NEW YORK (GenomeWeb) – A study of blood transfusion recipients from the US and Europe has uncovered a new virus resembling both hepatitis C virus (HCV) and the human pegivirus (HPgV).
As they reported online in mBio today, researchers from the US and Senegal used sequencing to characterize viruses found in blood samples taken before and after transfusion in almost four dozen blood recipients sampled at centers in the US between 1974 and 1980 for the Transfusion-Transmitted Virus Study (TTVS).
Sequences from a hepacivirus- and pegivirus-related virus turned up in post-transfusion samples from two individuals, while follow-up tests on samples from hundreds more individuals who received blood transfusions US and Europe in the 1980s uncovered two more people who had the virus in their blood for months or years after transfusion.
While it remains to be seen whether the new virus — dubbed human hepegivirus 1 (HHpgV-1) — has negative health effects, the team noted that its results suggest the virus can be passed from one individual to another through the blood supply.
"HHpgV-1 is unique because it shares genetic similarity with both highly pathogenic HCV and the apparently non-pathogenic HPgV," first author Amit Kapoor, a pathology and cell biology researcher with Columbia University's Center for Infection and Immunity, said in a statement.
"People need to be aware of this new infection in humans," Kapoor noted, emphasizing the important of characterizing viruses that can be transmitted in the blood supply to ensure the safety of blood transfusions.
He and his colleagues noted that these and other efforts to tally up and characterize viruses present in the blood supply could improve blood screening and head off future transfusion-based disease transmissions.
"More than 30 million blood components are transfused annually in the United States alone," the study's authors wrote. "Surveillance for infectious agents in the blood supply is key to ensuring the safety of this critical resource for medicine and public health."
With that in mind, he and his colleagues used Illumina HiSeq 2500 sequencing to assess enriched viral nucleic acids in pre- and post-transfusion blood samples from 46 individuals tested at four American centers between July 1974 and June 1980.
Compared with the pre-transfusion samples, the team saw a rise in total viral reads in the blood samples taken from recipients after their transfusions.
When they focused on reads that didn't resemble known viruses, the researchers saw an unknown flavivirus in two post-transfusion blood samples, which they went on to sequence at greater depth.
The team unearthed two more HHpgV-1-positive blood samples when it tested additional samples from the TTVS and samples from 106 individuals tested longitudinally for a study of individuals with hemophilia and related blood coagulation conditions.
The latter program centered on eight American sites from 1982 and 1985, but was expanded to fold in four more centers in the US and four European centers between 1987 and 1990.
The team's phylogenetic analysis indicated that HHpgV-1 falls in the Flaviviridae virus family, which also contains species in the Hepacivirus and Pegivirus genera.
Both TTVS participants who tested positive for HHpgV-1 post-transfusion appeared to clear the virus within a few hundred days of infection, the researchers reported.

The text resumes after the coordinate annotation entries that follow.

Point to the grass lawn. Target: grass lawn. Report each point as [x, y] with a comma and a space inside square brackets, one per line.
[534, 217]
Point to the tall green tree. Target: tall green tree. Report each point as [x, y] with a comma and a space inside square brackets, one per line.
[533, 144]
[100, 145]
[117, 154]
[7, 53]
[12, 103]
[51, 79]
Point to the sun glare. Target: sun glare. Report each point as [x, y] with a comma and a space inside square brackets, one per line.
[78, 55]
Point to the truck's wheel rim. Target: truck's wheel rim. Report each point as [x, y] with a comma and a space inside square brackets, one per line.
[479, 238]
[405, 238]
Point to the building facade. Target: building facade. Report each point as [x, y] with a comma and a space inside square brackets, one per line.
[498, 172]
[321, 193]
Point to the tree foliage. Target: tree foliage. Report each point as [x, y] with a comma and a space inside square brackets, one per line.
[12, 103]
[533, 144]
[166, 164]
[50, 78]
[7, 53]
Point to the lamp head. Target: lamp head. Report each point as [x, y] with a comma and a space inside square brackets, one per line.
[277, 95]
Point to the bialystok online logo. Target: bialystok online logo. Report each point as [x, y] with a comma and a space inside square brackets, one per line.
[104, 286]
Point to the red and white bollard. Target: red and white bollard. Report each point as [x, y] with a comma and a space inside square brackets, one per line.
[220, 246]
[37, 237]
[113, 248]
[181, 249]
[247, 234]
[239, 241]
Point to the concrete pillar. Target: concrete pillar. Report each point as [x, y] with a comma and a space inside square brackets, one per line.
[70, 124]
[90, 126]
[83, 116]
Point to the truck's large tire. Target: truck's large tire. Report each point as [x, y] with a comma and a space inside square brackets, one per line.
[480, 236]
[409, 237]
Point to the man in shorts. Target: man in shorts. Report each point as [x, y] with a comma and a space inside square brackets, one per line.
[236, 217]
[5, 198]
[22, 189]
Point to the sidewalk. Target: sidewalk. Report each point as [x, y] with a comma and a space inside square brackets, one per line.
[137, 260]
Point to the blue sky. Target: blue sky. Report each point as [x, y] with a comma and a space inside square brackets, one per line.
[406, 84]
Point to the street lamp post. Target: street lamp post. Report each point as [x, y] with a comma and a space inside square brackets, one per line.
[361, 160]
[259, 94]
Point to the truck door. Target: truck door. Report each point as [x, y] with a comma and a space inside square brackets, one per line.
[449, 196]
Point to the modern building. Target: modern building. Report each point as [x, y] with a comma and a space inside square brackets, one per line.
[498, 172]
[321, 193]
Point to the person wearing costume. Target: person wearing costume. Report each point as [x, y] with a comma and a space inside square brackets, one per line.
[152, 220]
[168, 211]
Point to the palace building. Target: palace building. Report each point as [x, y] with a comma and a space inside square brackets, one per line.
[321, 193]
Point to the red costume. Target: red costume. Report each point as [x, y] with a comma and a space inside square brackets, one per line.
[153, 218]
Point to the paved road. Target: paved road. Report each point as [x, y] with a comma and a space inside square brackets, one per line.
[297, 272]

In contrast, the virus persisted in post-transfusion blood samples from one of the individuals with hemophilia for nearly a year and a half.
The study's authors cautioned that "further studies are necessary to verify the presence of HHpgV-1 in the transfused blood and to rule out other possible [treatment-related] infection sources over this period."
Nevertheless, they noted that the new genome sequence data for HHpgV-1 "will be helpful in designing molecular reagents to study its prevalence, persistence, transmission, and disease association in humans."